Тот или иной код не может возникнуть в дискурсе вне исторической почвы. Уже говорилось о фразе-анекдоте — сама эта форма выражения мысли свойственна эпохе. Код фразерства напрямую связан с особенностями мышления людей, это не только лишь некий изъян на кривом зеркале нарратива. Приятель и сослуживец М.Ф.Орлова Н.Д.Дурново был достаточно далек от «паркетного генерала» Балашева, а военно-разведывательная миссия Орлова значительно отличалась от дипломатических задач, поставленных перед Балашевым. Однако рассказ Дурново о том, как приняли в ставке Балашева и Орлова, прямо указывает на характерный для современников 1812 года мотив фразерства: «Император (Александр. — И. Б.) провел более часа в беседе с Орловым. Говорят, что он был очень доволен его поведением в неприятельской армии. Он смело ответил маршалу Даву, который пытался его задеть в разговоре»[26].
Дуэль словесная в сознании человека той эпохи занимала не меньшее место, чем дуэль шпаг и пистолетов. Когда историк пытается с позиции своей академической «серьезности» рационализировать исторический материал, он производит такую же деконтекстуализацию, что и романист. В таких случаях контекст «исторического исследования» выказывает к истории такую же нетерпимость, как и контекст романного повествования.
Шкловский с педантичной определенностью пишет: «…историческим источником или средством для познания по истории двенадцатого года „Война и мир“ ни в коем случае служить не может»[27]. Между тем исторический роман рефлектирует над прошлым, как и историческое исследование.

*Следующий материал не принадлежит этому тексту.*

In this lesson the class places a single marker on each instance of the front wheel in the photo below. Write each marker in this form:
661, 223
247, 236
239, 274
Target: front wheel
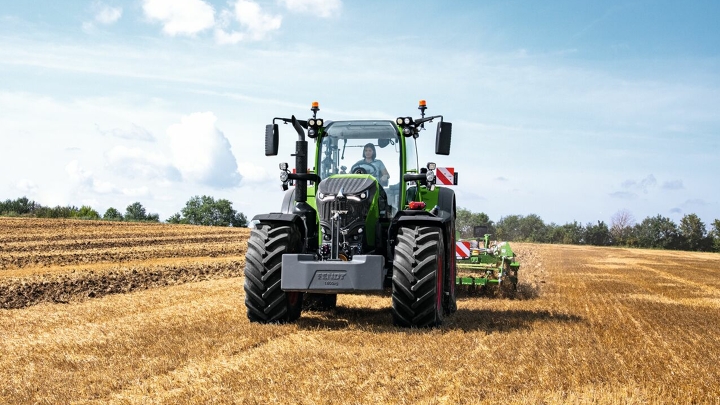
418, 272
264, 300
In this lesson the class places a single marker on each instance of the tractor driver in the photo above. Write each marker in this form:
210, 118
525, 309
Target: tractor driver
369, 161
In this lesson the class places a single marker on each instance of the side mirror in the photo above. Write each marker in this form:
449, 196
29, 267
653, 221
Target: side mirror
271, 140
442, 138
479, 231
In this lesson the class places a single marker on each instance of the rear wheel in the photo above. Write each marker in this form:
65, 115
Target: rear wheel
265, 301
418, 272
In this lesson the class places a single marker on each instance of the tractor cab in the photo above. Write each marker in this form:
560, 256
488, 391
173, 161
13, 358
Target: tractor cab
367, 148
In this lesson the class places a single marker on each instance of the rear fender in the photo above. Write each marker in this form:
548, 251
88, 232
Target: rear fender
279, 219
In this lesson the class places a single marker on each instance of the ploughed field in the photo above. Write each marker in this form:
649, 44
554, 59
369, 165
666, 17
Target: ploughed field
104, 312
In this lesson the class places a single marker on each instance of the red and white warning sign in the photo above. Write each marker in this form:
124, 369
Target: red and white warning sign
445, 175
462, 250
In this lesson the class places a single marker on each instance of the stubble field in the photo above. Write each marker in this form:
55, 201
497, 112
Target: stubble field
102, 312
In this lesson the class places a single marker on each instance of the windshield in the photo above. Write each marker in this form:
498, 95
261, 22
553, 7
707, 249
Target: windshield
367, 147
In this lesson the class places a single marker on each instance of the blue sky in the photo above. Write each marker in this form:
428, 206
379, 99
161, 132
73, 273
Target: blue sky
571, 110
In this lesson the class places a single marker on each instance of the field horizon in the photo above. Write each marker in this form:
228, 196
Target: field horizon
121, 313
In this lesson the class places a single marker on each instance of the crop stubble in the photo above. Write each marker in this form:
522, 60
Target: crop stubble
598, 325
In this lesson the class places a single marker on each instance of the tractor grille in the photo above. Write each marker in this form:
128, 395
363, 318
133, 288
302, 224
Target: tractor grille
357, 211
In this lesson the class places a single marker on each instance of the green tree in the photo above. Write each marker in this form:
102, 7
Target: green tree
112, 214
621, 227
532, 229
467, 220
693, 232
597, 235
87, 212
508, 228
714, 235
136, 212
207, 211
657, 232
573, 233
20, 206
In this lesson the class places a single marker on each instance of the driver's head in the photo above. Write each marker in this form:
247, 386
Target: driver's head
369, 151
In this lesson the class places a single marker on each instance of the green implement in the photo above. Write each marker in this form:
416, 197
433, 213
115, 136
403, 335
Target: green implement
483, 263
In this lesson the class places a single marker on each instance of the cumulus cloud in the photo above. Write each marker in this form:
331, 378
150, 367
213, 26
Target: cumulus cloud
624, 195
79, 175
135, 132
85, 180
254, 23
253, 174
26, 186
320, 8
201, 152
673, 185
105, 14
643, 185
139, 163
181, 17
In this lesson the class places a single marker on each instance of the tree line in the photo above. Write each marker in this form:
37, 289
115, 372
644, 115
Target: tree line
656, 232
198, 210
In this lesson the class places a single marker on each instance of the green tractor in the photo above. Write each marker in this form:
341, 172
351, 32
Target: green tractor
367, 217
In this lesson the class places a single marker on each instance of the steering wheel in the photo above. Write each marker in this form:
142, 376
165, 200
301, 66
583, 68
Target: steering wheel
363, 168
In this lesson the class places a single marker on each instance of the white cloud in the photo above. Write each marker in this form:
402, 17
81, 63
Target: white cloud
105, 14
642, 185
254, 174
181, 17
143, 191
79, 175
135, 132
139, 163
201, 152
26, 186
320, 8
85, 179
256, 24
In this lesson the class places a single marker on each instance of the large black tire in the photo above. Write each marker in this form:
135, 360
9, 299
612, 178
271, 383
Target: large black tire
418, 273
320, 302
265, 301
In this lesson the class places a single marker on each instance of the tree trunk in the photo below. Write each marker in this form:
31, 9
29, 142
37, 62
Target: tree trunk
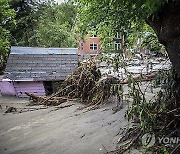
166, 24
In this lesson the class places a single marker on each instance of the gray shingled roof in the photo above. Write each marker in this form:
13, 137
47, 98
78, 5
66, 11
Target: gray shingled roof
40, 64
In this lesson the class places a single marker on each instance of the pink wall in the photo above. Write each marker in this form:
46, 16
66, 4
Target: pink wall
36, 88
7, 88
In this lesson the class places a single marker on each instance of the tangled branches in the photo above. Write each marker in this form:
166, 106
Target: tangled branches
160, 116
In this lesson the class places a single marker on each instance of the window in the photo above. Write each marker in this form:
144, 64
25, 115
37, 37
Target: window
118, 35
111, 46
117, 46
93, 46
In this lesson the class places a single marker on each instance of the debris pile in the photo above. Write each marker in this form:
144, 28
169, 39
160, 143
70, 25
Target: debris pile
86, 84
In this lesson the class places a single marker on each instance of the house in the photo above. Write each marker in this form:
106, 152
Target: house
92, 44
37, 70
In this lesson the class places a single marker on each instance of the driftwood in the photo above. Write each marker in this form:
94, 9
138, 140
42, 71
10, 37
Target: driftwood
54, 101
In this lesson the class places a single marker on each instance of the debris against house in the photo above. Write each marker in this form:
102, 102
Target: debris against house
36, 70
87, 84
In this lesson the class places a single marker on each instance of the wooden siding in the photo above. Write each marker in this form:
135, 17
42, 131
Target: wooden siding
36, 88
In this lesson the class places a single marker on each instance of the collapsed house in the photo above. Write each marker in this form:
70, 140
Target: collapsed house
37, 70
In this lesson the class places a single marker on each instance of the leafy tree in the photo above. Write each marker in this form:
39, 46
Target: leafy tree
163, 16
55, 27
6, 21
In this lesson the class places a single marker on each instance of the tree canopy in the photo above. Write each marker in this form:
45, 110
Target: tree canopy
129, 15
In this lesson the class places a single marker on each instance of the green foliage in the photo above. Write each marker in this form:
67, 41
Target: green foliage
55, 27
27, 18
43, 23
111, 15
6, 21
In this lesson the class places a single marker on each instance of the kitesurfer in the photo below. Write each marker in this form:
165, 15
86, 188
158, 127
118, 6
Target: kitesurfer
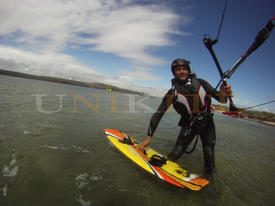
191, 98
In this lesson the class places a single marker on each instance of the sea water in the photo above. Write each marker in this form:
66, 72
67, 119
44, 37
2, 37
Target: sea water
53, 151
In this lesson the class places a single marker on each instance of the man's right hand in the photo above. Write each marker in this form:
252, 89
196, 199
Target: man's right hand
144, 144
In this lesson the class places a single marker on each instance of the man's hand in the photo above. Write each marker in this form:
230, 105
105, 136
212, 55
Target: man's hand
226, 90
144, 144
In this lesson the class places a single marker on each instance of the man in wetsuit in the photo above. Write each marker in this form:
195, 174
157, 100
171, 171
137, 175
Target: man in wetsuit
191, 98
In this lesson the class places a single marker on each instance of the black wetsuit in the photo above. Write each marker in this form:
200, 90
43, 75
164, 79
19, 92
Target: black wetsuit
192, 100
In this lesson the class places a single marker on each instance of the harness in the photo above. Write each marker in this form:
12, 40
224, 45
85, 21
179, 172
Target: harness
184, 97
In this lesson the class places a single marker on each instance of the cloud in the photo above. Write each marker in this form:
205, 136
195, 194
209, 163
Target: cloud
63, 66
120, 27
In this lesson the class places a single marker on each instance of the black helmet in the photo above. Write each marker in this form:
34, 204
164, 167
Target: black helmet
181, 62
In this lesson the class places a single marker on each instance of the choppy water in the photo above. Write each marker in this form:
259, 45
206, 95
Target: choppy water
56, 153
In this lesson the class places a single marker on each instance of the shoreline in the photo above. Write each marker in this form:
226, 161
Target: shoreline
251, 119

Как и большинство исторических сочинений, роман рождается размышлением над всем тем, что было уже сказано и написано. Но если историческая наука вынуждена развертывать повествование под маской поиска истины, то роман действует под более невинным лозунгом художественности. Составляя историческое повествование, историк каждой своей фразой связан с источником, ответственность за достоверность которого историк берет на себя: такова цена претензии на историческую истинность. Роман на нее так буквально не претендует, но повторяет сущностную операцию: чтение, рефлексия, пересказ. Историческая и романная работа действуют, каждая по-своему, на едином поле и открыты для взаимовлияний. И романист и историк становятся собой в процессе освоения письменной культуры во всем ее многообразии (художественной, в том числе романной, литературы не в последнюю очередь). Результаты этой рефлексии художник выдает в акте выбора собственного письма (дискурса), стиля, этической, идеологической позиций. Историк делает то же самое (ибо он, несмотря на маску «научности», естественно, как и художник, вынужден выбирать свое письмо, свою идеологическую позицию и пр.), но ясно эксплицируется обычно лишь его рефлексия над научной литературой и источниками: в виде сносок, примечаний, оформления корректного научного аппарата.
Роман имеет свой подспудный аналог «научного аппарата» — то, что М.М.Бахтин назвал «разноречием» (художественно оформленные цитации), напрямую связанным с диалогической сущностью романного жанра. Лучшие исторические работы тоже имеют диалогический характер[28].
Попытка соотнести аппарат исторического исследования со структурой художественного повествования поможет понять, где пересекаются горизонты исторического контекста с контекстом романным, а где они расходятся, и тогда можно корректно рассматривать роман Льва Толстого и как явление художественной культуры, и как «средство познания истории», как акт исторической рефлексии.